以上の通り、本件商標は商標の品質、効能等を表示するものではなく,商標法第3条第1項第3号に違反してはいない。
5 当審の判断
本件商標は、「マルチカロチン」の文字を普通に用いられる方法で横書きし、第29類「天然カロチンを主原料としカプセル化した加工食品」を指定商品としてなるものであるが、申立人の提出した甲第1号証の「化学大辞典2(第28刷)」(共立出版株式会社昭和59年3月15日発行)、甲第2号証及び甲第4号証の「マグローヒル科学技術用語大辞典(第3版1刷)」(株式会社日刊工業新聞社1996年9月30日発行)、 甲第3号証の「大辞林(第二版)」(株式会社三省堂1995年118月3日発行)及び甲第5号証の「ど忘れカタカナ語辞典(第10版)」(教育図書株式会社平成3年1月20日発行)等によれば、「マルチ」及び「カロチン」の語についてそれぞれ記載されている事実より、「マルチカロチン」の語からは、多数のカロチノイド(例えば、α‐カロチン、β‐カロチン、リコベン、ルテイン、ゼアキサンチン、クリプトキサンチン)を含有してなるカロチンの意味合いを容易に想起するものである。
そして、申立人の提出した甲第6号証ないし甲第9号証、甲第11号証ないし甲第14号証及び甲第16号証のガイドブック等によれば、「マルチカロチン」の語は、米国等において前記意味合いで使用されており、申立人においても本件商標出願前より「マルチカロチン」の語を、前記意味合いをもって使用している事実がある。
してみれば、本件商標をその指定商品について使用しても、単にその商品の品質、効能等を表示するにすぎず、商標としての機能を有しないものとみるのが相当である。
そうとすると、本件商標が商標法第3条第1項第3号に該当するとの理由により、その登録を取り消すべきものとした先の取消理由は妥当なものであって、商標権者の意見は、以下の理由により、採用することができない。
(1)商標権者は、乙第1号証ないし乙第3号証を示し、これらの各辞典の説明からはカロチンに多数の種類があるというようなことは窺い知ることはできない。また、「マルチカロチン」の語が商品の品質、効能等を表示するということはあり得ない旨主張しているが、上記認定のとおり「マルチカロチン」の語からは、多数のカロチノイドを含有してなるカロチンの意味合いを容易に認識させるといえるから、この点に関する商標権者の主張は採用できない。
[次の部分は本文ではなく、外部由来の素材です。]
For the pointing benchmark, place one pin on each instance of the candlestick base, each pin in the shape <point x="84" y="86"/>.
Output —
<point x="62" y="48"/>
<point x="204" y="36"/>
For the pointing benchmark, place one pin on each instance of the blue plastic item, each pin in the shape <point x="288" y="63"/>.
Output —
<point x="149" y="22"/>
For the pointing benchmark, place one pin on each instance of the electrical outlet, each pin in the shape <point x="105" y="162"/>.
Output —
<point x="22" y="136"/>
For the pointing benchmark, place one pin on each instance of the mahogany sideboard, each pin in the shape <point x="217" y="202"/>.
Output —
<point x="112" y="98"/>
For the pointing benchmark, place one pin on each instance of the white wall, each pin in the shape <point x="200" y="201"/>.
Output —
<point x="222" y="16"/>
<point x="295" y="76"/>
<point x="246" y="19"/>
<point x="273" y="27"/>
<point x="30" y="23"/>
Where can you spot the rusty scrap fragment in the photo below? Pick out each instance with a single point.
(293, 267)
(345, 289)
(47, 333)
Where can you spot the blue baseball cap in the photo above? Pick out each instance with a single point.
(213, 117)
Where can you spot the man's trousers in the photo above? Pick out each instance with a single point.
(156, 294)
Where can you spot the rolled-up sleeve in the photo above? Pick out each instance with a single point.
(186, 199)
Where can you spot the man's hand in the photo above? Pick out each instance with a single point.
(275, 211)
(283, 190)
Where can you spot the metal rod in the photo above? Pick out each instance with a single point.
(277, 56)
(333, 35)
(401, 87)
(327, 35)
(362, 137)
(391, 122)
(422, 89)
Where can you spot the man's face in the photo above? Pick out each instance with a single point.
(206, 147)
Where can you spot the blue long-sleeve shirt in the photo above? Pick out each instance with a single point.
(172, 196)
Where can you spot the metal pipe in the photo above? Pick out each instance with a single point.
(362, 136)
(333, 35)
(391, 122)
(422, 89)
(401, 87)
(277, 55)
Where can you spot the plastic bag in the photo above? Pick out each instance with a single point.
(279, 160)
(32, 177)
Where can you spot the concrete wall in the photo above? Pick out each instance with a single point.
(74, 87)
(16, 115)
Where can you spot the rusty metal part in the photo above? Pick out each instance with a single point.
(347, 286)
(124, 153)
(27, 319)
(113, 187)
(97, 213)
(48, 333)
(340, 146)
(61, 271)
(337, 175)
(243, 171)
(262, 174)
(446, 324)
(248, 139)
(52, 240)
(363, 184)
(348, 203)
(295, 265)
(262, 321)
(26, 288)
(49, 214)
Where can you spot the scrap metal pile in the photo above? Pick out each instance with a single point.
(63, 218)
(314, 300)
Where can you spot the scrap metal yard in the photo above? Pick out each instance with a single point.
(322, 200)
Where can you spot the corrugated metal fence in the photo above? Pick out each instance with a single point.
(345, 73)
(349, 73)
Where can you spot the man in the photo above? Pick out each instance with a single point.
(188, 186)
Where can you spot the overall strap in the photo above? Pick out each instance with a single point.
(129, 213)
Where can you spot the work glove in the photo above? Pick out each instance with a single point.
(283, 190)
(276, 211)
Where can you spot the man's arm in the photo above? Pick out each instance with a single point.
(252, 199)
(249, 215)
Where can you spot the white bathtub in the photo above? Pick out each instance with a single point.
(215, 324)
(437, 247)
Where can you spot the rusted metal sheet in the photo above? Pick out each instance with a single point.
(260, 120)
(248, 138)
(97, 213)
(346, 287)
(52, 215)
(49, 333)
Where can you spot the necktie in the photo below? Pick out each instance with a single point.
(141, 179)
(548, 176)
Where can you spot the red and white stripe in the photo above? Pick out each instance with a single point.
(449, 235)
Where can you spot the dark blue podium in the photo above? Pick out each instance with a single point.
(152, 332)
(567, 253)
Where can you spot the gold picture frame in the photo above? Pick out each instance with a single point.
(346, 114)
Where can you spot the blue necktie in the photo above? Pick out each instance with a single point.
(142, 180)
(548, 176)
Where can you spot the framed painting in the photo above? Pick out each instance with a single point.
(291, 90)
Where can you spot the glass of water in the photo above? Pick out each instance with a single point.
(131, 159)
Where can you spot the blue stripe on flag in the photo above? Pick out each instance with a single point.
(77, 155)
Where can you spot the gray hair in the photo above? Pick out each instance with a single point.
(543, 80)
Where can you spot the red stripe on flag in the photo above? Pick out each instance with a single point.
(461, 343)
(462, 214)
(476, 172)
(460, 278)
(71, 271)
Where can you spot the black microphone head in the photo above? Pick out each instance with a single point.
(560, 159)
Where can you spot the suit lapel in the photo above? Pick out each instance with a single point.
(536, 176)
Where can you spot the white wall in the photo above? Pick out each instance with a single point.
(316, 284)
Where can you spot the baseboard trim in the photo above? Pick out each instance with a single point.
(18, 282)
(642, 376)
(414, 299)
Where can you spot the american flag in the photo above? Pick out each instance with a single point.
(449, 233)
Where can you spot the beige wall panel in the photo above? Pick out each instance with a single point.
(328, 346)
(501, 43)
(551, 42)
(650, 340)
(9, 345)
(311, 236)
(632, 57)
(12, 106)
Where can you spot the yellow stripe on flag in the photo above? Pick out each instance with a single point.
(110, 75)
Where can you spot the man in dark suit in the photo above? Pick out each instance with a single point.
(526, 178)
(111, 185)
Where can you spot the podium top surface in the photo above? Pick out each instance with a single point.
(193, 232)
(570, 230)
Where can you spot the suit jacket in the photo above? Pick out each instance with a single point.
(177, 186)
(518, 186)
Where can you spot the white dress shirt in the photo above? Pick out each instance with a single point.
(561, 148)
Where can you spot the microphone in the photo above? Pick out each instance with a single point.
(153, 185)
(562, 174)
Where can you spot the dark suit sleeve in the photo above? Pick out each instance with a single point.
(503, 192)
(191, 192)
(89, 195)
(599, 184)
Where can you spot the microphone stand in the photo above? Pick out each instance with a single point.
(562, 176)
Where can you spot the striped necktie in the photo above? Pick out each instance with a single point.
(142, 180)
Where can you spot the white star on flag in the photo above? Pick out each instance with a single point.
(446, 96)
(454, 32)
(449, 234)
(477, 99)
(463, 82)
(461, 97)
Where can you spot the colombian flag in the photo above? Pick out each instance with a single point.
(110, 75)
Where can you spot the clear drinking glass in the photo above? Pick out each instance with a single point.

(2)商標権者は、登録例(乙第4号証)を示し、これらが登録されていることに鑑みれば、本件商標が登録要件に違反しているいうことにはならない旨主張しているが、上記認定のとおり本件商標をその指定商品について使用しても、単にその商品の品質、効能等を表示するにすぎないものといえるから、その登録例等とは事案を異にするものといわざるを得ない。
したがって、本件商標は、商標法第3条第1項第3号に違反して登録されたものであるから、同法第43条の3第2項の規定により、その登録を取り消すべきものである。
よって、結論のとおり決定する。